In bonte kleuren schildert Michael Pye de opkomst en neergang van Antwerpen. Volgens hem floreerde de stad dankzij haar tolerantie, want die kwam de handel ten goede.
Toen de Engelse diplomaat sir Dudley Carleton in 1616 Antwerpen bezocht, werd hij getroffen door de pracht en praal van de stad en door de serene rust die er heerste. Geen straatrumoer van koetsen of ruiters te paard. De bedrijvigheid was ver te zoeken in de grote Beurs van de Twaalfmaandenstraat, eens ‘de moeder van alle beurzen’ in Europa. Het contrast kan niet groter zijn met de gloriejaren van Antwerpen, zo rond de jaren veertig van de zestiende eeuw.
Dit artikel is exclusief voor abonnees
Michael Pye schetst een caleidoscopisch beeld van een stad die bruiste van levenslust, ketterse ideeën, economische en culturele innovaties.

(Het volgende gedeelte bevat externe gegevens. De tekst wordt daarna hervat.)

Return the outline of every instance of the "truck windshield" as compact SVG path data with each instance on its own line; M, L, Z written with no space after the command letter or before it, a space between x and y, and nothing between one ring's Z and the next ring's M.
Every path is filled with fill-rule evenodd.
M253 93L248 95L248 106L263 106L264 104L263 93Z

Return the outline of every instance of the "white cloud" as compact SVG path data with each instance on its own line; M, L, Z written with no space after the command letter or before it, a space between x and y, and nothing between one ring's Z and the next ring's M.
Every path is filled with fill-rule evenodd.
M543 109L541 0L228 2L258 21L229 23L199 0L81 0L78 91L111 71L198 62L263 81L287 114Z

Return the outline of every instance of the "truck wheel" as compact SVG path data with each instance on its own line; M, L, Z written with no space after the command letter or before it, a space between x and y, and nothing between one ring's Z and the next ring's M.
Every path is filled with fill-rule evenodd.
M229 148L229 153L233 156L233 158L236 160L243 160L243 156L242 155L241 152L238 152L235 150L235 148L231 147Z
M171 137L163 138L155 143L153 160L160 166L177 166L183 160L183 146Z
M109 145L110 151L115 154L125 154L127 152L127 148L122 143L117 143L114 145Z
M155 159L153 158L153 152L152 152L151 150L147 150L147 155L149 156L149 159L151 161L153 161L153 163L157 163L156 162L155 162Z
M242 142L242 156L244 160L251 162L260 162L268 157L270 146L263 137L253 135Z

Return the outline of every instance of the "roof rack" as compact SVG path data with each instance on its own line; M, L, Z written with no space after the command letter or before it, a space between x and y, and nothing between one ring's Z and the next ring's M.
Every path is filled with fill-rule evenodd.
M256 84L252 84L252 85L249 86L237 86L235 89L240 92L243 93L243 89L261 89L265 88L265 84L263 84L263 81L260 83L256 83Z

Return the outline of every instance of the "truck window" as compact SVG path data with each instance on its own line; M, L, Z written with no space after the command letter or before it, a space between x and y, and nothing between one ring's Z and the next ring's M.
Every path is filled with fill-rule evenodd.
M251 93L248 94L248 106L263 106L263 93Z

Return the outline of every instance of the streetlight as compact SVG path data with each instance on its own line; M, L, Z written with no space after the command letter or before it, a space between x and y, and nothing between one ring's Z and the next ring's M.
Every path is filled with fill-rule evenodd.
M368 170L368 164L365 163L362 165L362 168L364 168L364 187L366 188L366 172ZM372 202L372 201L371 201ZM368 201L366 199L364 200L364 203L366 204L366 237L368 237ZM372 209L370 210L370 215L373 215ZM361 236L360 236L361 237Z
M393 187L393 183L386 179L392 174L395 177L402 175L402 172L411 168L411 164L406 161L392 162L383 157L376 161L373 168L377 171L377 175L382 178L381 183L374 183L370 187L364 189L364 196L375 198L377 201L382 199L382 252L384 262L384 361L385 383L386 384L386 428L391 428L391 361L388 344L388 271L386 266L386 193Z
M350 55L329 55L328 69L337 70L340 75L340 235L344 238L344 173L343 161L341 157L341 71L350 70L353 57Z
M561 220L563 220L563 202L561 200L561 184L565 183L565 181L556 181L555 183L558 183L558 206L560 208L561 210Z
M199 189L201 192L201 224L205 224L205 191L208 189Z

Een stad die lak had aan de kruistocht van de Habsburgers tegen andersgelovigen, want kooplieden uit den vreemde moesten zich frank en vrij voelen in hun doen en laten, of het nu lutheranen uit de Hanzesteden betrof of gevluchte Joden uit Portugal. Tolerantie kwam de handel ten goede.
Een bonte stoet van opmerkelijke mannen en vrouwen passeert de revue. Gaspar Ducci was een Florentijn, die met zijn briljante inzicht in handelsstromen en wisselkoersen een godsvermogen wist te verwerven in de Scheldestad en een zakelijk conflict het liefst met de blote vuisten oploste. Gilbert van Schoonbeke drukte met zijn publieke werken als de Vrijdagmarkt en Stadswaag zijn stempel op de stad en verdiende een aardige cent aan de schaamteloze belangenverstrengeling die daarbij plaatsvond. Antwerpen was de boekenstad van Europa – met illustere uitgevers als Christoffel Plantijn en Christoffel van Ruremund, die zijn laatste levensjaren in het gevang van Westminster Abbey sleet vanwege het ketterse drukwerk dat hij naar Engeland verscheepte. De stad werd de innovator van een ware kunstmarkt. Pieter Bruegel de Oudere schilderde zijn eerste toren van Babel voor de puissant rijke koopman Niclaes Jongelinck. De toren stond onmiskenbaar symbool voor Antwerpen en de kakofonie van wereldtalen die er te horen was.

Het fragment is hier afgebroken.